There’s a widely shared idea, especially among non-technical folks, that a virtual private network (VPN) represents the height of computing security. That might explain the popularity of all those banner ads screaming, “Protect your identity with a VPN!”
Workplaces have been guilty of this kind of thinking too. As the adoption of software as a service (SaaS) increased, many organizations implemented SaaS solutions that were VPN dependent. While these might have been SaaS in a loose sense, their reliance on VPNs offset some of the security advantages that real SaaS solutions bring to the table.
And now that the sizes of remote workforces have exploded, IT departments are quickly discovering the limits and risks of VPNs.

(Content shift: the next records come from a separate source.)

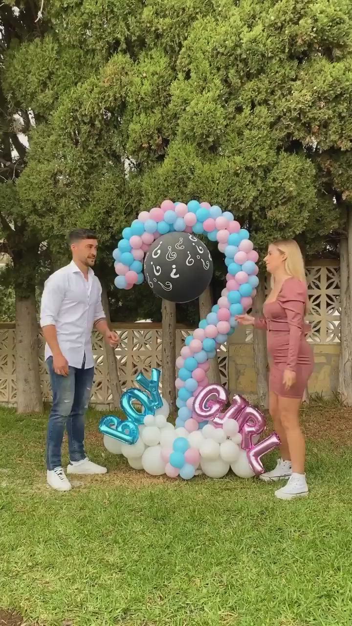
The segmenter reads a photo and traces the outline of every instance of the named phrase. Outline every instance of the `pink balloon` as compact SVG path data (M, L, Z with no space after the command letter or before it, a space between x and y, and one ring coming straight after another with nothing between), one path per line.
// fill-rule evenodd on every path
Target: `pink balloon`
M214 324L209 324L204 329L204 332L205 333L205 337L209 337L210 339L214 339L217 335L217 331L216 329L216 326Z
M209 217L207 220L205 220L203 222L203 228L206 233L211 233L212 230L215 230L215 220L213 220L212 217Z
M229 322L218 322L216 327L220 334L227 335L231 327Z
M195 213L186 213L184 219L186 226L194 226L195 222L197 222L197 217Z
M169 478L177 478L180 473L178 468L174 468L170 463L167 463L165 468L165 473Z
M226 218L217 217L216 220L215 220L215 226L217 220L221 219L222 220L225 219L226 220L226 222L227 221L226 220ZM216 227L217 228L218 227L216 226ZM216 239L217 239L219 244L225 244L229 237L230 237L230 233L229 232L229 231L225 230L225 228L222 228L219 231L217 235L216 235Z
M248 253L247 258L249 261L253 261L254 263L256 263L259 258L259 255L256 250L252 250Z
M152 208L150 213L151 220L155 220L155 222L161 222L162 220L163 220L163 211L159 207Z
M126 272L125 277L128 283L130 283L131 285L135 285L138 279L138 275L137 272L133 272L133 270L129 270L128 272Z
M203 380L205 376L205 371L200 367L197 367L195 369L194 369L192 372L192 377L194 378L194 380L197 381L197 382L200 382L200 381Z
M231 314L228 309L219 309L217 313L217 318L219 322L228 322L231 317Z
M154 241L154 235L152 233L143 233L141 239L143 244L147 244L148 245L150 245Z
M162 208L164 213L165 211L173 211L175 205L170 200L164 200L160 205L160 208Z
M130 239L130 244L132 248L135 248L136 250L138 248L142 248L143 245L143 242L142 238L138 237L138 235L133 235Z
M248 282L248 274L246 272L237 272L235 278L240 285L244 285Z
M224 230L228 223L229 222L225 217L217 217L215 220L215 227L219 231L223 230ZM219 233L217 234L219 235ZM227 239L229 238L229 231L227 231ZM219 241L219 239L217 240Z
M195 430L197 430L198 424L197 422L195 423L197 428ZM190 463L190 465L193 465L195 468L198 467L200 462L199 450L197 450L196 448L189 448L188 450L186 450L185 452L185 461L187 463Z
M120 276L125 276L128 270L128 266L124 265L123 263L115 263L115 270Z
M249 239L242 239L239 245L239 250L248 254L249 252L251 252L253 250L253 244Z
M238 263L239 265L242 265L247 260L247 254L246 252L236 252L235 254L235 263Z
M143 245L143 243L142 243ZM136 261L142 261L144 258L144 252L142 249L142 246L138 250L132 250L131 252L133 259L135 259Z
M203 349L203 344L199 339L192 339L189 347L192 352L195 354L195 352L200 352Z
M195 331L194 331L193 336L195 339L199 339L200 341L202 341L205 336L204 329L196 328Z
M175 213L178 217L184 217L186 213L188 213L188 210L187 204L184 204L183 202L180 202L180 204L178 204L177 206L175 207ZM187 224L186 225L192 226L192 224Z
M192 448L189 448L192 449ZM160 452L160 456L163 459L164 463L168 463L170 460L170 455L172 453L172 448L162 448L162 451Z
M197 422L195 419L192 419L192 418L190 418L189 419L187 419L185 422L185 428L186 429L187 433L194 433L194 431L198 430L198 422ZM190 449L189 448L189 449ZM188 452L189 450L187 451ZM189 461L187 461L187 463L189 463ZM197 464L198 465L198 463Z

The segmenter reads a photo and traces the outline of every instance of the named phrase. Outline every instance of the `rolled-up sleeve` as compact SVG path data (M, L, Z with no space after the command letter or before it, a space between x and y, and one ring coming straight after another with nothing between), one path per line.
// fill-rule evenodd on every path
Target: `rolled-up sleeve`
M53 274L45 282L40 307L40 326L55 326L65 295L65 277Z

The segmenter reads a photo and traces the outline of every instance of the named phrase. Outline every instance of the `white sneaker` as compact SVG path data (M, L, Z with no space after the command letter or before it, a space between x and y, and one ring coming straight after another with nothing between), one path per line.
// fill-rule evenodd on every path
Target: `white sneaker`
M69 491L71 483L67 480L62 468L48 470L46 472L46 482L57 491Z
M276 467L271 471L267 471L264 474L261 474L259 478L266 483L276 480L282 480L284 478L289 478L292 475L292 465L291 461L284 461L282 459L278 459Z
M106 468L93 463L88 458L83 461L71 461L67 466L68 474L106 474L107 471Z
M305 474L292 473L284 487L275 491L276 498L281 500L292 500L294 498L305 498L308 495L308 486Z

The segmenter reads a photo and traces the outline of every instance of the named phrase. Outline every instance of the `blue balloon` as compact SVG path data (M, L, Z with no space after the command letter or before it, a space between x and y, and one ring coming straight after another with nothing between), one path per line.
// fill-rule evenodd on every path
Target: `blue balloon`
M241 265L239 265L238 263L231 263L231 265L229 265L229 273L232 274L232 276L236 276L237 272L241 272Z
M135 221L132 222L131 230L132 232L132 235L138 235L138 237L140 237L140 235L143 235L144 232L144 224L143 222L140 222L139 220L135 220Z
M207 337L203 341L203 347L205 352L211 352L212 350L215 350L215 345L214 340L210 339L209 337Z
M166 223L166 222L164 222L163 220L162 222L159 222L158 224L158 232L159 232L160 235L166 235L169 230L170 226Z
M207 316L207 322L209 324L216 326L217 322L219 322L216 313L208 313Z
M238 233L231 233L227 239L227 245L239 245L241 244L241 237Z
M227 294L227 300L230 304L238 304L241 302L241 295L239 291L230 291Z
M133 263L131 263L130 269L132 270L132 272L137 272L137 274L140 274L143 269L143 264L141 263L140 261L135 260Z
M197 213L198 210L200 208L200 205L198 200L191 200L187 204L187 208L190 213Z
M155 220L147 220L144 222L144 228L146 233L155 233L158 225Z
M182 452L172 452L170 455L169 463L173 468L180 469L185 464L185 457Z
M200 208L199 208L195 213L197 222L205 222L205 220L208 219L209 215L210 213L208 211L208 209L204 208L204 207L201 207Z
M186 450L190 448L190 444L185 437L177 437L172 444L174 452L181 452L184 454Z
M194 233L195 233L196 235L202 235L204 232L203 224L201 222L196 222L194 226L192 226L192 229Z
M244 272L246 272L247 274L251 274L256 269L256 264L254 261L245 261L242 266L242 269Z
M127 281L125 278L125 276L116 276L115 280L115 286L117 287L118 289L124 289L127 285Z
M190 480L195 474L195 468L190 463L185 463L180 470L180 476L184 480Z
M257 276L249 276L248 278L248 283L251 285L251 287L252 287L254 289L256 289L259 284L259 279Z
M200 350L200 352L195 353L194 358L197 363L205 363L208 359L208 356L205 350Z
M248 230L246 230L246 228L241 228L239 233L239 235L241 237L241 241L242 241L243 239L249 239L249 233L248 232Z
M185 367L181 367L179 371L179 378L181 381L187 381L190 377L190 372Z
M131 249L131 244L127 239L121 239L117 244L120 252L122 254L123 252L129 252Z
M193 372L198 367L198 363L197 362L195 359L194 359L192 356L189 356L185 361L184 367L186 369L188 369L190 372ZM182 369L184 368L182 367Z
M230 307L230 313L231 316L242 315L243 313L243 307L239 302L231 304Z
M128 227L128 228L123 228L122 231L122 237L124 239L130 239L132 236L132 229Z
M123 263L124 265L128 265L128 267L132 265L134 260L135 259L130 252L123 252L123 254L121 255L121 262Z
M173 223L173 228L177 231L177 232L183 232L185 227L186 225L183 217L178 217L176 221Z
M220 207L218 207L216 204L210 207L209 213L210 214L210 217L212 217L213 220L216 220L217 217L220 217L222 215L222 211L221 210Z
M184 402L187 402L189 400L190 398L192 397L192 392L187 391L185 387L181 387L180 389L179 389L179 398L181 400L184 400Z
M245 282L244 285L240 285L239 291L241 295L243 295L244 297L249 297L249 296L251 295L253 289L249 282Z

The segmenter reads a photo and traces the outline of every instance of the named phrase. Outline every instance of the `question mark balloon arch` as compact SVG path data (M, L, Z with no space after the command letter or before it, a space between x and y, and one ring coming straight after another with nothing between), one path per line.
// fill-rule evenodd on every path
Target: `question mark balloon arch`
M194 411L193 404L201 389L209 384L209 361L216 356L219 346L234 332L237 324L236 316L252 306L259 284L256 265L259 257L249 233L241 228L229 212L195 200L187 205L165 200L160 207L142 211L130 227L123 230L123 239L113 253L116 287L130 289L142 283L142 262L155 240L168 233L184 232L204 235L210 241L217 242L227 267L226 286L221 297L193 334L187 337L176 361L179 369L175 381L179 409L176 425L190 433L206 423ZM173 247L175 245L175 243ZM172 245L170 252L177 252Z

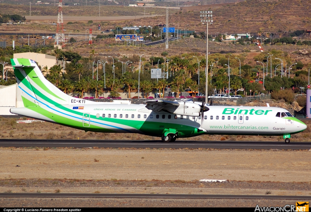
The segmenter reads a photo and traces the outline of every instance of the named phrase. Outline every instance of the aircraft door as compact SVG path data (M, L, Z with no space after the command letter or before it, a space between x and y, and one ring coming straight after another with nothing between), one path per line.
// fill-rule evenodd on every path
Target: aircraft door
M238 118L239 119L239 123L243 124L243 122L244 120L244 114L239 114Z
M90 127L90 114L83 113L83 118L82 121L83 123L83 126L85 127Z

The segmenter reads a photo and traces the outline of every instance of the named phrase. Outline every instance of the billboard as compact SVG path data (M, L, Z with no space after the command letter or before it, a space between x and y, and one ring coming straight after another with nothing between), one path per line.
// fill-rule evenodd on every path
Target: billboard
M136 40L136 35L116 35L116 40Z
M163 27L163 32L166 32L167 29L167 27ZM175 32L175 27L169 27L169 32L172 32L173 33Z
M151 78L161 79L162 76L162 71L161 68L151 69Z
M144 36L137 35L136 40L137 41L144 41Z

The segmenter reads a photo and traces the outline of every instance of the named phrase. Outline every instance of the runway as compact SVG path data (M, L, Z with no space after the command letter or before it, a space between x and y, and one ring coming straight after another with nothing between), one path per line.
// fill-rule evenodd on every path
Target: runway
M307 150L311 142L178 140L165 143L159 140L0 139L0 146L12 147L73 147L151 148L213 148L240 149Z
M1 193L1 197L105 198L163 199L234 199L310 200L311 196L233 195L160 194Z

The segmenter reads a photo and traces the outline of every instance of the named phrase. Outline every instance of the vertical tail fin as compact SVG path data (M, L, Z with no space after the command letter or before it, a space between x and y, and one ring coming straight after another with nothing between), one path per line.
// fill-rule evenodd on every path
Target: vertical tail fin
M24 106L68 104L71 97L45 79L34 61L19 58L11 59L11 62Z

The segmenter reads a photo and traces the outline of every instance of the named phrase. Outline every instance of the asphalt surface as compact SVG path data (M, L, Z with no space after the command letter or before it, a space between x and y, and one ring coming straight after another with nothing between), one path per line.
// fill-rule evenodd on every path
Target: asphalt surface
M1 139L0 147L307 150L311 149L311 142L291 142L285 144L284 142L178 140L165 143L159 140Z
M310 200L311 196L232 195L208 194L90 194L52 193L0 193L1 197L105 197L177 199L256 199Z

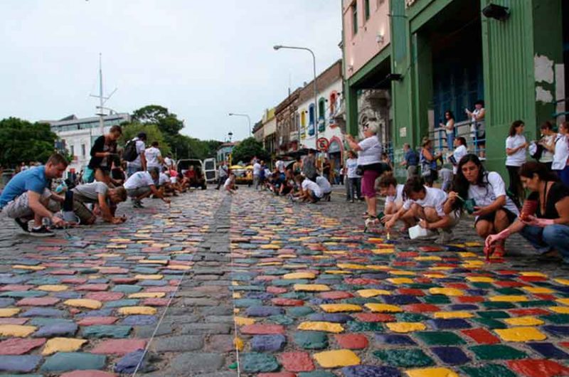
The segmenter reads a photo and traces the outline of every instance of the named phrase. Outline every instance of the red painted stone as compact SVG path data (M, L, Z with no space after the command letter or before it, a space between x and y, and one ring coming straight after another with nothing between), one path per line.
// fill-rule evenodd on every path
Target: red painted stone
M80 326L92 326L96 324L112 324L117 322L116 317L85 317L77 322Z
M284 369L291 372L309 372L314 369L312 359L307 352L283 352L279 359Z
M43 346L46 338L21 339L10 338L0 341L0 355L23 355L32 349Z
M271 302L279 307L302 307L304 302L302 299L275 298Z
M569 368L551 360L512 360L507 362L514 371L528 377L569 376Z
M103 355L126 355L137 349L144 349L147 341L144 339L112 339L98 344L90 352Z
M122 299L124 294L122 292L90 292L85 298L98 301L115 301Z
M21 299L16 304L18 307L50 307L59 301L57 297L28 297Z
M462 330L461 332L467 336L472 338L479 344L495 344L500 343L500 339L495 336L492 333L484 329L469 329Z
M322 299L344 299L353 297L353 294L352 294L349 292L331 291L331 292L323 292L321 293L319 293L318 294L318 297Z
M376 313L355 313L351 314L358 321L362 322L395 322L395 316L391 314L378 314Z
M368 346L368 339L363 334L338 334L336 341L343 349L363 349Z
M280 324L248 324L241 327L241 334L250 335L284 334L284 327Z

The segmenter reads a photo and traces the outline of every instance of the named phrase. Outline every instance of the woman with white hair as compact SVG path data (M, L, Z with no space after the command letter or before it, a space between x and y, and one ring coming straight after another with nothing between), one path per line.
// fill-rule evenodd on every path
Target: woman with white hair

Even before the pandemic-related rise in remote work, one article by InfoSecurity highlighted the many problems with VPNs.
Without mincing words, that same article described VPNs as a “devastating point of initial compromise.” Ouch.
What’s so bad about VPNs?
VPNs are dangerous because of the immense faith we place in them. It’s kind of like handing out keys to your house to trusted family members or friends. If those keys were to fall into the wrong hands, whether by accident or intent, a rogue actor now has the potential to do an awful lot of damage.
With VPNs, the nature of the vulnerability is similar. Whoever holds the key has unlocked the front door to the organization’s network. And the prevailing assumption is that anyone who’s using your VPN to access software as a service is legit—even if they log in from a totally new location or show odd activity patterns.
To make matters worse, it gets even harder to tell who’s sanctioned and who isn’t when a large number of users are mobile and in uncontrolled computing environments.
This has made VPNs a hot target and an attractive attack surface for cybercriminal and nation-state hacking groups since the widespread shift to remote work models. One group of hackers even exploited a cocktail of VPN and Windows bugs to attack federal as well as state, local, tribal and territorial (SLTT) government networks.
Avoiding VPNs by avoiding VPN-dependent SaaS
The way to sidestep all these VPN problems is to find SaaS solutions that aren’t VPN dependent. As shorthand, I’ll call these “real SaaS” solutions. This is because they don’t introduce a whole bunch of footnotes and caveats to the idea of software as a service.
Finding non-VPN-dependent alternatives is sometimes easier said than done. When it comes to SaaS print management, VPN requirements are often par for the course. If they’ve even considered a SaaS solution for their print environment at all, many organizations assume that it will call for some form of VPN access.
After all, how else would end users connect securely to printers?
PrinterLogic and the serverless printing infrastructure
PrinterLogic SaaS was designed from the outset to be a real SaaS solution—one that realizes the potential of software as a service without compromise. At its core is the serverless printing infrastructure. This is exactly what it sounds like: A robust, highly available printing platform that delivers enterprise-grade print capabilities without the need for print servers. It unites a centralized, web-based Admin Console with proven direct-IP printing, which means:
- IT gets powerful SaaS print management from a single pane of glass. There’s rich IdP integration and no GPOs.
- End users enjoy seamless, secure SaaS printing. Print jobs remain safely on the local network.
With PrinterLogic SaaS, you can get rid of those risky (and costly) VPNs for your remote and work-from-home employees. That eliminates potential VPN problems and other vulnerabilities while ensuring smoother, more reliable printing.
If you’re intrigued by the benefits of SaaS print management but are justifiably wary of VPNs, rest assured that software as a service and VPN dependency don’t necessarily go hand in hand. PrinterLogic is what real SaaS solutions were meant to be.